This is completely understandable and I have the same emotion pretty often. I frequently avoid upgrading software especially to the ".0" release.
Sometimes, software should not have been changed. It's not better enough.
If there was some reason to change, the developer is in a tricky spot. They have to figure out how to satisfy both the reason for the change, and patch up the pain of the change. This is often genuinely hard.
Often when people are frustrated by a change they aren't willing to rationally discuss any option other than "just change it back" and that's what most of the flames end up being about. Developers may feel it's best overall (for users in general) to find a solution other than "just change it back" but if you're in the midst of being aggravated and unproductive you don't have the patience for trying to find the best answer. Having the development process out in the open just pisses people off in this situation, sadly, because they aren't looking to participate. They are just frustrated and trying to get stuff done.
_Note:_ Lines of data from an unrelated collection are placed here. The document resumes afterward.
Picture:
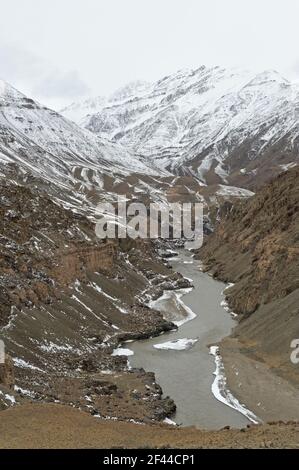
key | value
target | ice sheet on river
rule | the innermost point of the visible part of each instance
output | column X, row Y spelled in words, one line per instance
column 178, row 344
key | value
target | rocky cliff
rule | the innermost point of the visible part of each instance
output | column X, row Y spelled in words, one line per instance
column 256, row 247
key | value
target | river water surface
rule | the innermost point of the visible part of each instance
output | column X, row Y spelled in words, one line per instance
column 187, row 375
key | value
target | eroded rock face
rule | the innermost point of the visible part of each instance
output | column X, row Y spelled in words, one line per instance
column 7, row 378
column 256, row 246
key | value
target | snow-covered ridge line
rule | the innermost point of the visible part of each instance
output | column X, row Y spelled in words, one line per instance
column 194, row 120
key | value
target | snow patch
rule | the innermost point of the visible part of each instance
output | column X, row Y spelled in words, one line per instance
column 221, row 392
column 182, row 344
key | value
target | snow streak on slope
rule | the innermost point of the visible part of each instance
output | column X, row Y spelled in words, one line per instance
column 69, row 160
column 196, row 122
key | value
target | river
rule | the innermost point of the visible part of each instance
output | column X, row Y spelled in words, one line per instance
column 187, row 375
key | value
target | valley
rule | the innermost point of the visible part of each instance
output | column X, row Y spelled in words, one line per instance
column 75, row 308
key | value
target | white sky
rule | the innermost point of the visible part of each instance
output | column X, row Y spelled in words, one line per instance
column 60, row 51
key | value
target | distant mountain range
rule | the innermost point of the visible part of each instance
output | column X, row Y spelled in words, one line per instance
column 220, row 126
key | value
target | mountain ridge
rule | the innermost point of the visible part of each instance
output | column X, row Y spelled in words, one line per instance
column 215, row 124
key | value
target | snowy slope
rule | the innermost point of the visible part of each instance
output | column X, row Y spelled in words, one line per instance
column 71, row 162
column 209, row 122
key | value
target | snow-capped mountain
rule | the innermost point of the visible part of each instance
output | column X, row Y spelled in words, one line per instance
column 222, row 126
column 73, row 164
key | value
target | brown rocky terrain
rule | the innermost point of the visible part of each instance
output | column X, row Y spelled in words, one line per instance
column 256, row 247
column 67, row 301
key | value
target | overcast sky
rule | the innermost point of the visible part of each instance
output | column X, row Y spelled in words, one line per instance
column 60, row 51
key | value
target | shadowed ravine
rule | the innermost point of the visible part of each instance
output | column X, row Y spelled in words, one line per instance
column 187, row 375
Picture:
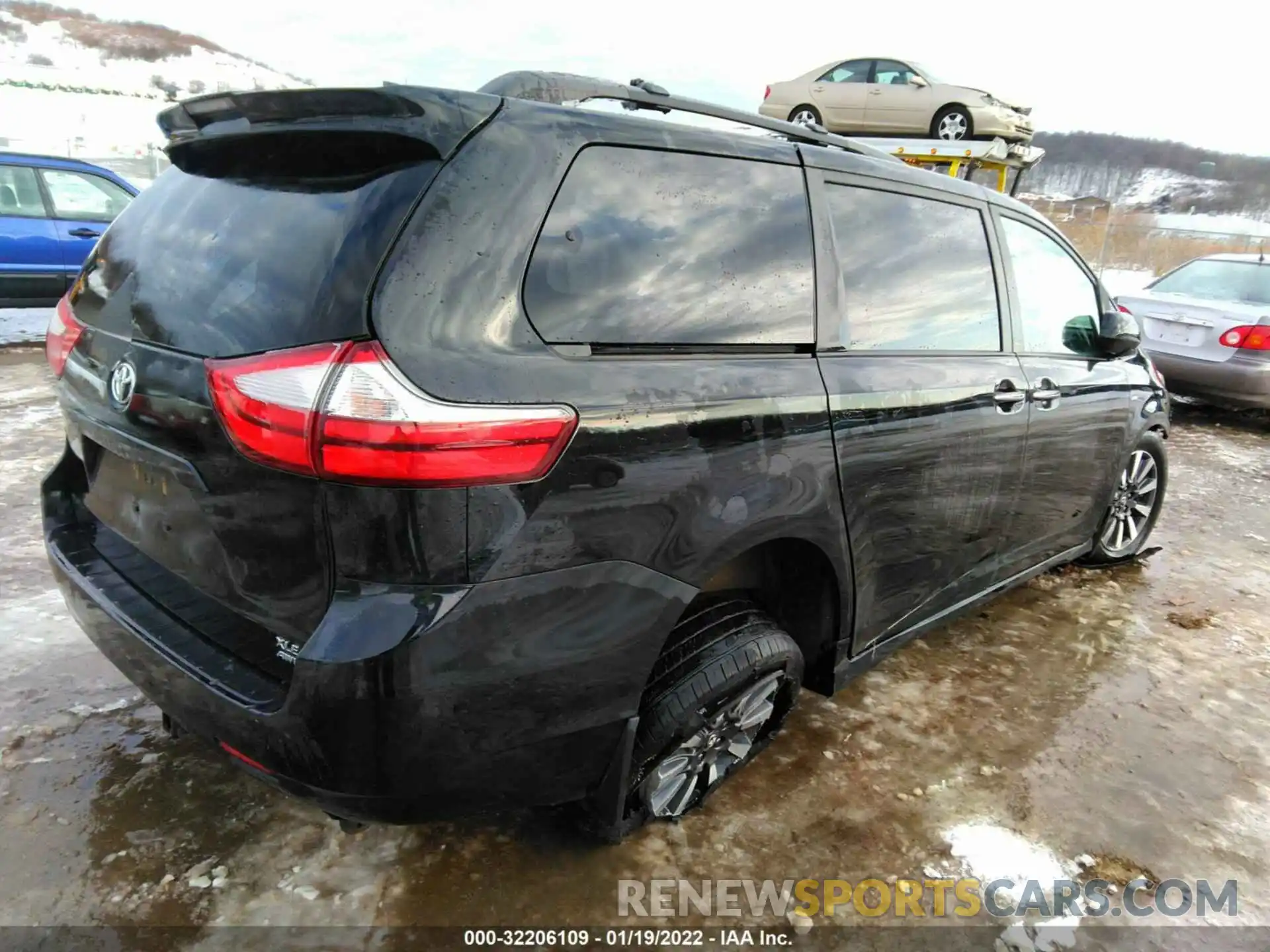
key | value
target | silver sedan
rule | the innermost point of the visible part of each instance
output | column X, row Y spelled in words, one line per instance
column 1206, row 328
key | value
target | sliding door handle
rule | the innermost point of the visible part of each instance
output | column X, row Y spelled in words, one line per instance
column 1007, row 397
column 1047, row 394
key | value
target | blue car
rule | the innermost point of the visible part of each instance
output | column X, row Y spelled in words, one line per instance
column 52, row 211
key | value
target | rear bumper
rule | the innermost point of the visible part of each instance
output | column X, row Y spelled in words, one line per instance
column 1241, row 381
column 405, row 703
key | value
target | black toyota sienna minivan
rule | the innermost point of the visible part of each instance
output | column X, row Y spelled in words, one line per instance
column 432, row 450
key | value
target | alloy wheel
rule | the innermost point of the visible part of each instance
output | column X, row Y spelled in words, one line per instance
column 1132, row 504
column 713, row 752
column 952, row 127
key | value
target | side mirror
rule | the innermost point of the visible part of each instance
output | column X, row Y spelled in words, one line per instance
column 1118, row 333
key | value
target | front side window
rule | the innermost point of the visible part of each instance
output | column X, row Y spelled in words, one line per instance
column 851, row 71
column 19, row 193
column 84, row 197
column 644, row 247
column 893, row 73
column 1058, row 303
column 919, row 272
column 1246, row 282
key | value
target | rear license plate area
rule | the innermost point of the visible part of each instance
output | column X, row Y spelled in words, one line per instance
column 1174, row 333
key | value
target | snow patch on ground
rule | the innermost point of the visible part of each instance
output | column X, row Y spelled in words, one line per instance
column 74, row 63
column 1152, row 184
column 1227, row 223
column 992, row 852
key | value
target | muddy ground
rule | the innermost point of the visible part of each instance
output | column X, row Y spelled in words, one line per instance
column 1071, row 717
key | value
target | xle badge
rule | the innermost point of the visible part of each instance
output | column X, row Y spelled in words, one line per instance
column 287, row 651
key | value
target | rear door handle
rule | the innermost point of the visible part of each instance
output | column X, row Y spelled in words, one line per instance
column 1007, row 397
column 1047, row 394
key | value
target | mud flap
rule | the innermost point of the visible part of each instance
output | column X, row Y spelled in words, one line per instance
column 606, row 807
column 1138, row 557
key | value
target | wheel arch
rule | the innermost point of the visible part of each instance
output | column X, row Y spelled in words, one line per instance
column 804, row 104
column 796, row 582
column 954, row 104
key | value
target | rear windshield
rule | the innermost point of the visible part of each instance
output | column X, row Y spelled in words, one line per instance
column 1245, row 282
column 270, row 244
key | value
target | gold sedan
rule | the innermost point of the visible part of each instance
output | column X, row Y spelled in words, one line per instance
column 894, row 98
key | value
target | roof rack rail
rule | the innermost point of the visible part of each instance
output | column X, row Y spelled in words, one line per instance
column 563, row 88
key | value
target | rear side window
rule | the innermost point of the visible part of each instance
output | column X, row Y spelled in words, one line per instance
column 84, row 197
column 644, row 247
column 19, row 193
column 919, row 272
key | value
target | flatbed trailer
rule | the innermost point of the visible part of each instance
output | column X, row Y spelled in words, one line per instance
column 963, row 159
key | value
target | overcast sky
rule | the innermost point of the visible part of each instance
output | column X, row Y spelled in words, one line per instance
column 1194, row 73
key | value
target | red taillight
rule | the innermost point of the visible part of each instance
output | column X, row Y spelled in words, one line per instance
column 375, row 427
column 1255, row 337
column 62, row 337
column 244, row 758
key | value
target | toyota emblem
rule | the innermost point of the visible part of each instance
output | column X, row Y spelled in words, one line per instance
column 124, row 381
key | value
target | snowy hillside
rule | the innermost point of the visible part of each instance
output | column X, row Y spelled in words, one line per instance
column 1150, row 175
column 71, row 84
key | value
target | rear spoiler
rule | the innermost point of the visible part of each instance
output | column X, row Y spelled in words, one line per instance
column 443, row 117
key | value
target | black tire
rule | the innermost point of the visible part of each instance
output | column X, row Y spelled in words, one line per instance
column 952, row 111
column 1105, row 553
column 807, row 108
column 720, row 653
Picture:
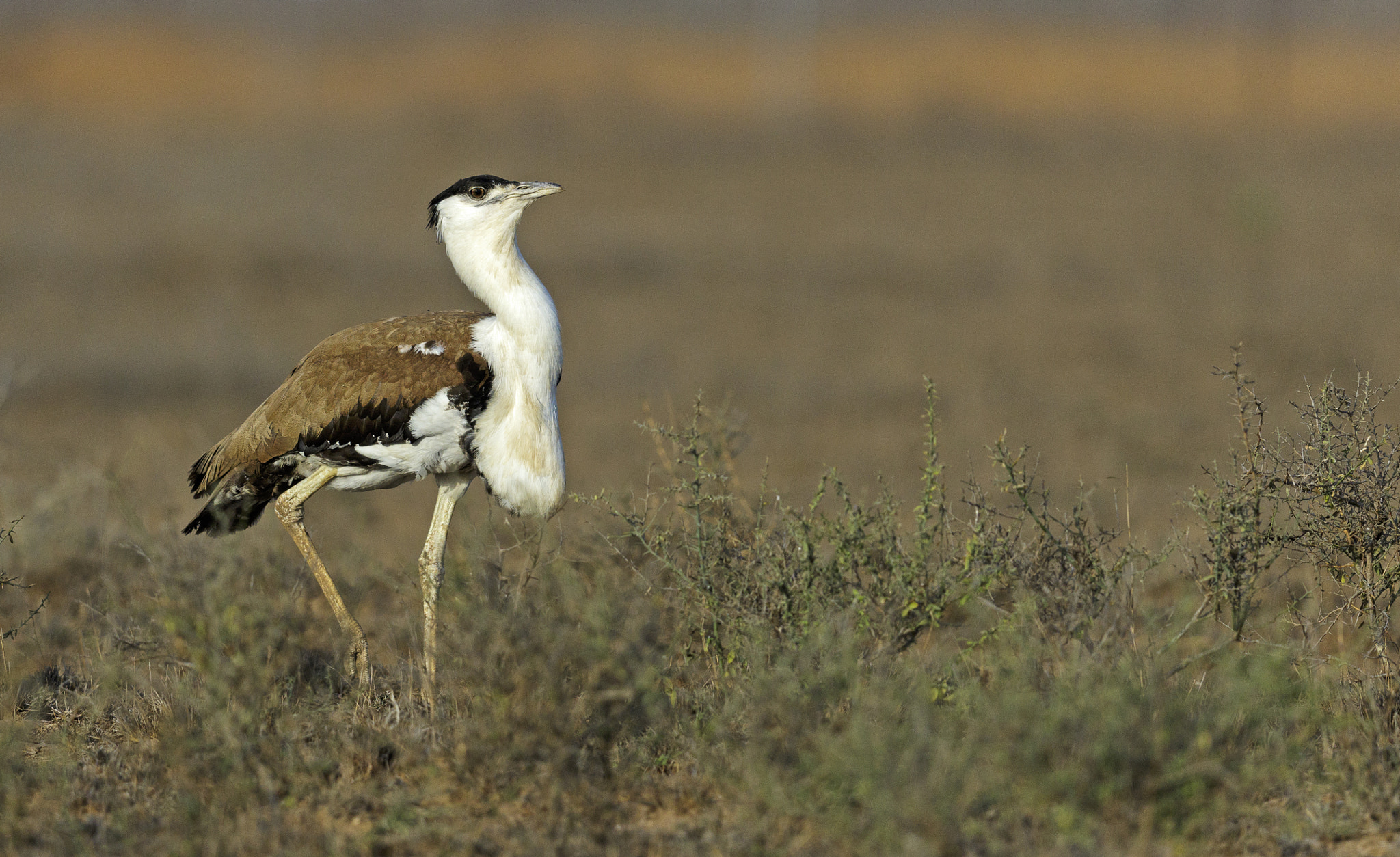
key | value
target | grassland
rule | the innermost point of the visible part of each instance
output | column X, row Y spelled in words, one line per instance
column 185, row 215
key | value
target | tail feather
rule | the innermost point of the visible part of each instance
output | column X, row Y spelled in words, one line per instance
column 202, row 482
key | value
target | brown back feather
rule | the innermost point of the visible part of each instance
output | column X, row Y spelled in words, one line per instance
column 356, row 372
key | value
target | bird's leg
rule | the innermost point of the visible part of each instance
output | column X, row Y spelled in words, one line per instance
column 451, row 487
column 288, row 511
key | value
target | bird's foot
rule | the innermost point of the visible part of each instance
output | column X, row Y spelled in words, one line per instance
column 358, row 663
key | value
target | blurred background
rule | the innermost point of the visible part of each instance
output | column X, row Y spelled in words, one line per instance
column 1063, row 212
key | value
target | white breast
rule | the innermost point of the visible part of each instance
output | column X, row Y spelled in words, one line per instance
column 517, row 443
column 438, row 429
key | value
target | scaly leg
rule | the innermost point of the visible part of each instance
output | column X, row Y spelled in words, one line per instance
column 451, row 487
column 288, row 511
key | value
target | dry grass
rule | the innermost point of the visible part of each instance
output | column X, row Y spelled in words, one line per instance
column 1062, row 229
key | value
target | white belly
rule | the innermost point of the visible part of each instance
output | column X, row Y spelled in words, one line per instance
column 439, row 431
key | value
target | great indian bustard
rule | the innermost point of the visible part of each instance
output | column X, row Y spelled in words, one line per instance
column 377, row 405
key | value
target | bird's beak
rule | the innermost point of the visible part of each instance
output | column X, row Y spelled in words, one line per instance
column 535, row 189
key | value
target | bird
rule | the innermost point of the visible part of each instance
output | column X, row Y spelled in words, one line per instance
column 454, row 394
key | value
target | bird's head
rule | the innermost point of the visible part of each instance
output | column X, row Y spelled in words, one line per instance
column 485, row 206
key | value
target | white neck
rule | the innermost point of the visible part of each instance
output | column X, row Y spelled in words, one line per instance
column 517, row 446
column 485, row 254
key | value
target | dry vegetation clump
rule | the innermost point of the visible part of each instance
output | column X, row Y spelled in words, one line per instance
column 705, row 668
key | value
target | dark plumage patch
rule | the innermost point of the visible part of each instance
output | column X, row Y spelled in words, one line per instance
column 374, row 423
column 462, row 187
column 472, row 394
column 241, row 499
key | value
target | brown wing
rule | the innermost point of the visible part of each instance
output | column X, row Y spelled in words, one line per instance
column 358, row 387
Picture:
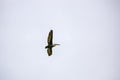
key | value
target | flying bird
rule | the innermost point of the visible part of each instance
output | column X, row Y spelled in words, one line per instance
column 50, row 43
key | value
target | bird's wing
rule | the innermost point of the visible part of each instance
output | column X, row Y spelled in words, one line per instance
column 49, row 51
column 50, row 37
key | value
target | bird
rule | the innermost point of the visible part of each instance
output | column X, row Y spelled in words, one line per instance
column 50, row 43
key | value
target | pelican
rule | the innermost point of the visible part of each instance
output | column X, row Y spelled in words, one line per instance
column 50, row 43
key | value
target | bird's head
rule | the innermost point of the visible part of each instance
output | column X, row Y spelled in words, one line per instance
column 55, row 45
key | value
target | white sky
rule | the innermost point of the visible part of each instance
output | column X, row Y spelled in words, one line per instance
column 88, row 31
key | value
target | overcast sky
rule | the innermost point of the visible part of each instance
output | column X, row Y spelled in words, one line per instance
column 88, row 31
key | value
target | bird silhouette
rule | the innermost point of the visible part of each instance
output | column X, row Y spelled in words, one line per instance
column 50, row 43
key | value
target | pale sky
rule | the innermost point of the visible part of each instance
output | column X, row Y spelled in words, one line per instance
column 88, row 31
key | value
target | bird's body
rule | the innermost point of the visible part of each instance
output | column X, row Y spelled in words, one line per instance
column 50, row 43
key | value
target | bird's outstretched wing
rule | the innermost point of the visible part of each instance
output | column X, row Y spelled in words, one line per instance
column 49, row 50
column 50, row 37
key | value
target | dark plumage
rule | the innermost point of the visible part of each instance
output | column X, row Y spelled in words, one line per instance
column 50, row 43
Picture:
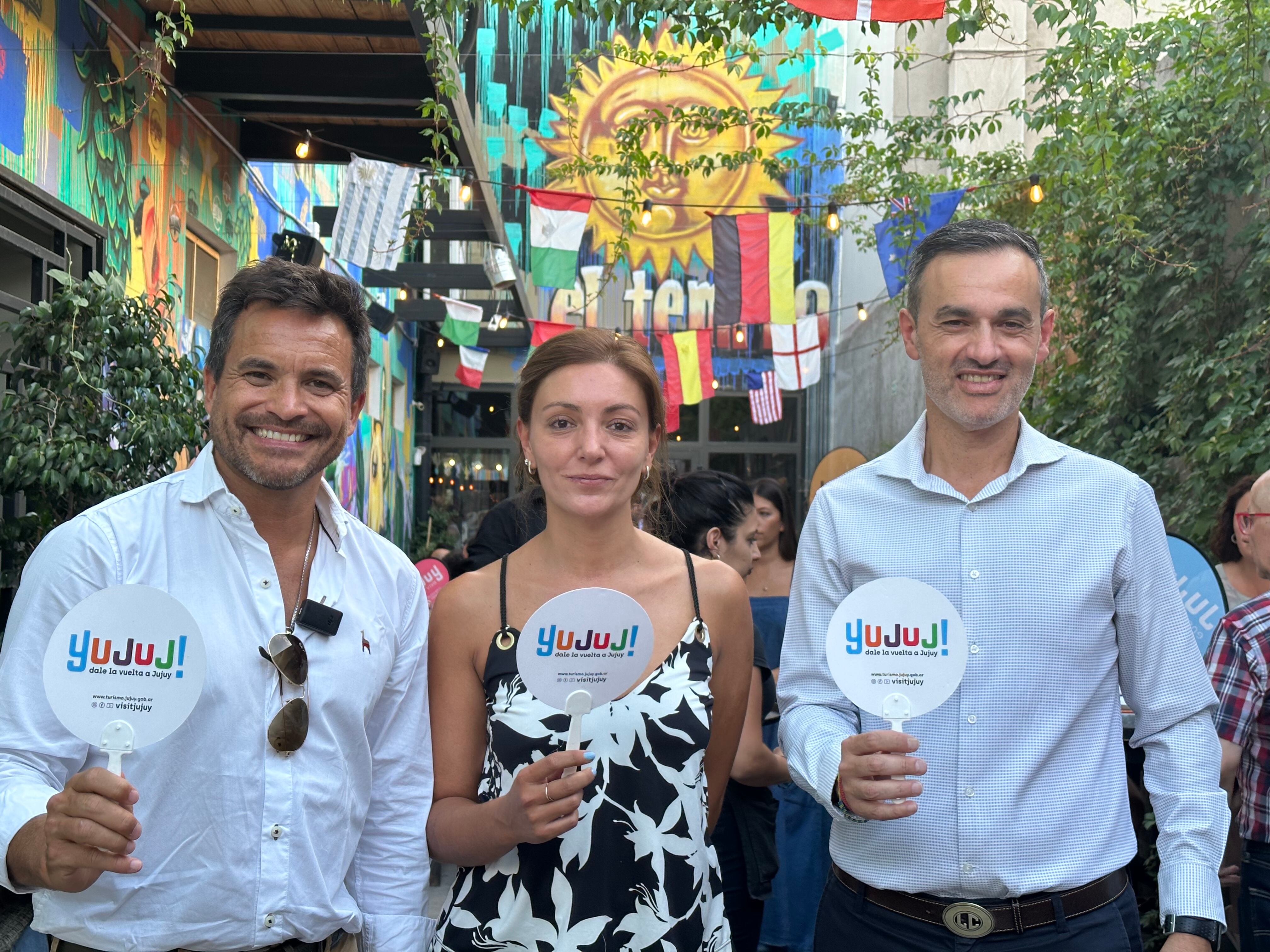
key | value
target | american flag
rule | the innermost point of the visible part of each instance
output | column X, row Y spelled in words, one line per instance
column 765, row 399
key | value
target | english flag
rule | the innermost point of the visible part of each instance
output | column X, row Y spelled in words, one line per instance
column 765, row 398
column 881, row 11
column 797, row 353
column 472, row 366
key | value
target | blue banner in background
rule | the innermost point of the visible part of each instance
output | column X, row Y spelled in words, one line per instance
column 1201, row 589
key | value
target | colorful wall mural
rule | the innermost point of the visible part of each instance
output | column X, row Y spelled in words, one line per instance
column 70, row 126
column 520, row 79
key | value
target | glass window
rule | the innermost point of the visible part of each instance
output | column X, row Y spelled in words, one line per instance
column 464, row 485
column 690, row 424
column 752, row 466
column 731, row 423
column 203, row 267
column 468, row 414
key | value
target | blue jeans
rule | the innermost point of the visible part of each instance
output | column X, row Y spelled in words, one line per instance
column 1255, row 898
column 846, row 921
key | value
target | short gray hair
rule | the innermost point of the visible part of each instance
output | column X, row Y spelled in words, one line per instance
column 967, row 238
column 296, row 287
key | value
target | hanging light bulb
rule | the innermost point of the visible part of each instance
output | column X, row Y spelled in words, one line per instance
column 1036, row 195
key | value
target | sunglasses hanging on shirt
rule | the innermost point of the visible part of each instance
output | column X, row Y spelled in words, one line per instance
column 288, row 654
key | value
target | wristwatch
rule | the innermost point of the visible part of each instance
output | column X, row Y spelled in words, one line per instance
column 1208, row 930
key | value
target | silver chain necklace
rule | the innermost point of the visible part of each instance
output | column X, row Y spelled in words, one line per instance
column 304, row 574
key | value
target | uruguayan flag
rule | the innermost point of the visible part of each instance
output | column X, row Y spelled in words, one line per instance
column 370, row 226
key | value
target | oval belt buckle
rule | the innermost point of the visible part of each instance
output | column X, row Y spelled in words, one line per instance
column 968, row 921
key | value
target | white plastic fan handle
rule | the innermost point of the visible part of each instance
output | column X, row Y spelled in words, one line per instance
column 117, row 740
column 576, row 706
column 897, row 710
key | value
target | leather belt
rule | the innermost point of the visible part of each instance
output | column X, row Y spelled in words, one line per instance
column 289, row 946
column 977, row 920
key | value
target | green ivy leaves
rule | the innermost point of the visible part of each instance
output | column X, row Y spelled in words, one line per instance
column 100, row 402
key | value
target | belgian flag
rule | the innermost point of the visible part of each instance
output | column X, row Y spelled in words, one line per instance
column 753, row 268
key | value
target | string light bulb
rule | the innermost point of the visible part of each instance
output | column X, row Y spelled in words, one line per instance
column 1036, row 193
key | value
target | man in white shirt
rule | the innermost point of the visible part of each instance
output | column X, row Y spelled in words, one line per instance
column 1011, row 828
column 289, row 812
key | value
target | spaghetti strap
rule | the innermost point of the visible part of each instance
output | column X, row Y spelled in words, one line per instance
column 693, row 583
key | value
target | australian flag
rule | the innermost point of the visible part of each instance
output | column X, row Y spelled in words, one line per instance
column 892, row 229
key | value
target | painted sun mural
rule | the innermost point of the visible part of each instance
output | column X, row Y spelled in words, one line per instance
column 618, row 92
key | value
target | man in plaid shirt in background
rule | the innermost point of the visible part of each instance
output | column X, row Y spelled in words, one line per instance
column 1239, row 659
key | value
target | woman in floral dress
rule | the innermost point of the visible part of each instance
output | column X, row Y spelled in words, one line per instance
column 615, row 856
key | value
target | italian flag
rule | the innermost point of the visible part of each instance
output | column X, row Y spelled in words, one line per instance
column 463, row 322
column 472, row 366
column 557, row 224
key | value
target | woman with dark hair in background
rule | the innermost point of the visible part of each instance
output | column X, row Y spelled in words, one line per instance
column 1230, row 547
column 802, row 824
column 615, row 856
column 713, row 516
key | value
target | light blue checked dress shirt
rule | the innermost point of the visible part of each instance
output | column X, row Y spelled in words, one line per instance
column 1061, row 573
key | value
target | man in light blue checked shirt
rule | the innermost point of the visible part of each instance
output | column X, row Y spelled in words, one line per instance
column 1018, row 833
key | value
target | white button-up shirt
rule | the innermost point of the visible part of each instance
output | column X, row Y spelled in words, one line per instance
column 1061, row 572
column 242, row 847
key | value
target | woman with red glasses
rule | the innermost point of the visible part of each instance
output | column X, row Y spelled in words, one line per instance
column 1230, row 546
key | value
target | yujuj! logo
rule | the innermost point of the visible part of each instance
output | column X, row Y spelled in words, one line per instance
column 84, row 650
column 870, row 637
column 593, row 643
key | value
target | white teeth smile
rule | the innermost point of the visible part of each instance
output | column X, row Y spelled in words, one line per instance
column 284, row 437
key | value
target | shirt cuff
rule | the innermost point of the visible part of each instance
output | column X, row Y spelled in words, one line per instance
column 1191, row 889
column 392, row 933
column 18, row 807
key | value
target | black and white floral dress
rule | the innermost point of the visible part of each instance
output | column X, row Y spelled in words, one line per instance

It devolves into all kinds of tangents and speculations we're all familiar with (about people's motivations and what's wrong with the software industry and somehow everyone's complaints are what "the community" wants and my identity is at stake and I'm switching to XYZ and I should have been consulted and so on). Lots of drama.
Eventually somebody just has to buckle down and say "here are all the known issues and some possible solutions and pros and cons and let's figure it out," make another change that might improve matters, get feedback on that one, iterate again...
It's tempting to believe that software design can be a matter of taking a poll or doing some usability tests or some other mechanical system, but unfortunately that doesn't work. It would be nice if it did.